TR EN

Dil Seçin

Ara

Bilgi Taşı / Öykü

Ilık bir yaz rüzgârı okyanusun ötelerinden gelip kıyıya ulaştı ve biraz ilerideki ağaçların yapraklarına dokunup hışırtılı bir ses çıkardı. Aynı anda, küçük bir dalga kıyıya vururken çıkardığı sesle yaprakların hışırtısına eşlik etti. Yine tam o anda, gökte süzülen bir martının çığlığı yaprakların ve dalganın sesine karıştı. Okyanus, kıyıdaki köpüklü beyaz renkten gözün uzanabildiği ufuktaki laciverte kadar mavinin her rengini yansıtıyordu. İkindi güneşi kızgınlığını kaybetmişti, ama ışıklarını hâlâ cömertçe sunuyordu yeryüzüne.

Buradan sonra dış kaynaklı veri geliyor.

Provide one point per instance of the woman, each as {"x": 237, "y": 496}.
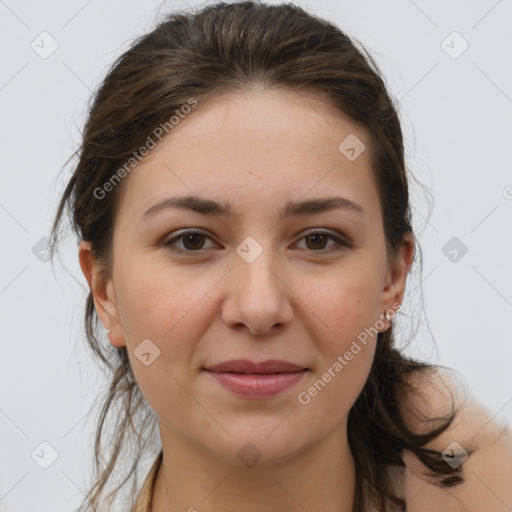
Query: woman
{"x": 241, "y": 202}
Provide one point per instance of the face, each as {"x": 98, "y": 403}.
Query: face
{"x": 190, "y": 290}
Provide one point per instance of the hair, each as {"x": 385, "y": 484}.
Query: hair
{"x": 232, "y": 48}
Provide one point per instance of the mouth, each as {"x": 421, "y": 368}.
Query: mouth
{"x": 244, "y": 366}
{"x": 252, "y": 380}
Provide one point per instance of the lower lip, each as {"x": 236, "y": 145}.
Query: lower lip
{"x": 258, "y": 384}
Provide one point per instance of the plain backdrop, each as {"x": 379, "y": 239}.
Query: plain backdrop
{"x": 448, "y": 65}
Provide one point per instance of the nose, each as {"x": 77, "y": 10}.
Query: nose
{"x": 257, "y": 297}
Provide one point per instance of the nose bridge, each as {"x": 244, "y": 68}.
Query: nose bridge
{"x": 256, "y": 267}
{"x": 260, "y": 297}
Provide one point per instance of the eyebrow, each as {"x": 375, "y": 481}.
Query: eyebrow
{"x": 209, "y": 207}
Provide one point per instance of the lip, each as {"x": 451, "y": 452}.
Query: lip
{"x": 252, "y": 379}
{"x": 262, "y": 367}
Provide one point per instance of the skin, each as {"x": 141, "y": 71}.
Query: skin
{"x": 297, "y": 301}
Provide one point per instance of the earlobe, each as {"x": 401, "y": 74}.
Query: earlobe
{"x": 102, "y": 292}
{"x": 393, "y": 293}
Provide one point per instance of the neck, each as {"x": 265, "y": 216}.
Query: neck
{"x": 321, "y": 477}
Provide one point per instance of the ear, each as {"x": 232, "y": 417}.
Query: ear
{"x": 393, "y": 292}
{"x": 102, "y": 292}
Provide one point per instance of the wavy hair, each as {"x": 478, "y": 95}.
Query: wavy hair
{"x": 197, "y": 54}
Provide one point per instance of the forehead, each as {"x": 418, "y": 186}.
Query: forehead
{"x": 260, "y": 144}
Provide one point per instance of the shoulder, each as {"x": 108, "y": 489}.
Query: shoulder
{"x": 475, "y": 440}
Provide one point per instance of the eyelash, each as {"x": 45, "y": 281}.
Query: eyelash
{"x": 340, "y": 242}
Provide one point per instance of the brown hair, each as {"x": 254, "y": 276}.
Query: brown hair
{"x": 231, "y": 47}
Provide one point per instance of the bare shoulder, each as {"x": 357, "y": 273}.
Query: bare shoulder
{"x": 475, "y": 441}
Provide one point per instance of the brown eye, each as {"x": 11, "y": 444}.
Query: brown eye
{"x": 192, "y": 241}
{"x": 316, "y": 241}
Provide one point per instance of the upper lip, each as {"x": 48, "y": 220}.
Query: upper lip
{"x": 246, "y": 366}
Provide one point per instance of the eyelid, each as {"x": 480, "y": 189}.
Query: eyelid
{"x": 341, "y": 242}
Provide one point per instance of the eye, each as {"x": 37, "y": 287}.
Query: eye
{"x": 193, "y": 241}
{"x": 317, "y": 238}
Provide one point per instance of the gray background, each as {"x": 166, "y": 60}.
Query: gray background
{"x": 456, "y": 113}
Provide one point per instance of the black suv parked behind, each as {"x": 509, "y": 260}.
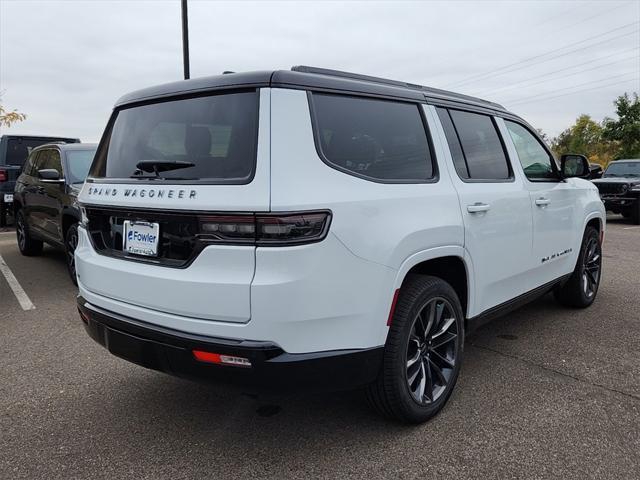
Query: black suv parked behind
{"x": 620, "y": 188}
{"x": 45, "y": 198}
{"x": 14, "y": 150}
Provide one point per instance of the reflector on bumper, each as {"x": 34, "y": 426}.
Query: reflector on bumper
{"x": 209, "y": 357}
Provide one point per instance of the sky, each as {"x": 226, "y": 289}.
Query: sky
{"x": 65, "y": 63}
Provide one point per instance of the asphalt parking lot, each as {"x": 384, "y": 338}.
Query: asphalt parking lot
{"x": 546, "y": 392}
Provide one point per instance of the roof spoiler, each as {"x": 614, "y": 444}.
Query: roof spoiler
{"x": 394, "y": 83}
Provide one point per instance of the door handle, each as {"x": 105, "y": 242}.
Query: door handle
{"x": 478, "y": 207}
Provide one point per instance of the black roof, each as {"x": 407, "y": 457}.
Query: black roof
{"x": 43, "y": 137}
{"x": 303, "y": 77}
{"x": 68, "y": 146}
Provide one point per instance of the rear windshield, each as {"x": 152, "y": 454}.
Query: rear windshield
{"x": 212, "y": 138}
{"x": 623, "y": 169}
{"x": 18, "y": 149}
{"x": 78, "y": 164}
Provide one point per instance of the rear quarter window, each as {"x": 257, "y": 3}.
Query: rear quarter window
{"x": 377, "y": 140}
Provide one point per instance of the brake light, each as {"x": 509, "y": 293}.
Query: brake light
{"x": 220, "y": 359}
{"x": 266, "y": 229}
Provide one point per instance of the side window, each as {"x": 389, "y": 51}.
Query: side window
{"x": 40, "y": 162}
{"x": 53, "y": 161}
{"x": 379, "y": 140}
{"x": 454, "y": 143}
{"x": 536, "y": 161}
{"x": 481, "y": 145}
{"x": 29, "y": 165}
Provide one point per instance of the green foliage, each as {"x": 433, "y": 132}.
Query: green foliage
{"x": 9, "y": 117}
{"x": 606, "y": 141}
{"x": 626, "y": 129}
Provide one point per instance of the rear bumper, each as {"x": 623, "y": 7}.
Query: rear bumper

Bir adam vardı binlerce metrelik ıssız kumsalda; eğilmiş halde duruyor, çok uzun süren aralıklarla adım atıyordu. Başı öne eğik dikkatle yeri inceliyordu. Yüzünde düşünceli ve kaygılı bir ifade vardı. Bir şeyler arıyor gibiydi. Denizle kumların birleştiği çizgide yürüyordu. Kâh kumları elindeki bir çöple karıştırıyor, kâh bileklerine bile gelmeyen suyun içindeki taşları yerinden oynatıp gözlerini kısarak altlarına bakıyordu. Arada suya doğru birkaç adım atıyor, dizini biraz geçen suyun altını elleriyle yokluyor, daha derin taraflara merakla bakıyor, kaygılı gözlerle kimse kendisini görüyor mu diye etrafını kolaçan ediyor, ama kıyıya yaklaşan bir dalga görünce hızla kumsala kaçıyordu.

Kıyıdaki taşları ve kumları incelerken bazen yoruluyor, iki eliyle yandan tuttuğu belini doğrultuyor, alnındaki terleri siliyor, sonra yeniden aramasına devam ediyordu. Saatlerdir, belki de günlerdir, kim bilir ne kadar zamandır bu haldeydi.

Adam yere o kadar eğilmişti ki, yanına yaklaşan kişiyi fark etmedi bile. Ne zaman ki diğer insanın gölgesi güneşle arasına girip tatlı bir serinliği hissetmesine sebep oldu, o zaman ıssız kumsalda yalnız olmadığını anladı. Başını kaldırıp misafirine baktı. İşinin bölünmesinden pek memnun kalmamış bir ifade yerleşti yüzüne. Gözleri güneş ışığından rahatsız olunca başını yine yere çevirdi. Diğer adam orada yokmuş, hiç gelmemiş gibi gözleri neredeyse her kum tanesini taramaya devam etti.

“Merhaba” dedi yeni gelen. “Kolay gelsin.”

“Sağol.” Kırık-dökük bir geveleme gibi çıkmıştı ağzından bu söz. Umursamadı. İşi bu davetsiz misafirden daha önemliydi.

“Görüyorum ki, bir şey arıyorsun.” dedi diğeri. Gölgesi hâlâ eğilmiş adamın üzerine düşüyordu. “Yardıma ihtiyacın var mı?”

Kaşlarını hafifçe çattı. Kimdi bu adam? Nereden çıkmıştı? Neden gelmiş kendisini oyalamak istiyordu? Üstelik, yardım etmekten dem vuruyordu!

“Teşekkür ederim. Rahatsız etmezsen daha çok sevinirim.” Kendince son noktaydı söyledikleri. “Hadi sen yoluna, ben işime!” mesajını gizlemişti sözlerine.

“Bilgi Taşını arıyorsun, değil mi?”

Birden doğruldu. Saatlerdir bükük beli bu âni hareketi kaldıramadı. Acı bir feryat çıktı ağzından. Beli tutulmuştu! Bir taraftan acıyla yüzünü buruştururken, diğer taraftan karşısındaki adamı süzmeye başladı. Nereden bilmişti bu tuhaf görünümlü adam ne aradığını?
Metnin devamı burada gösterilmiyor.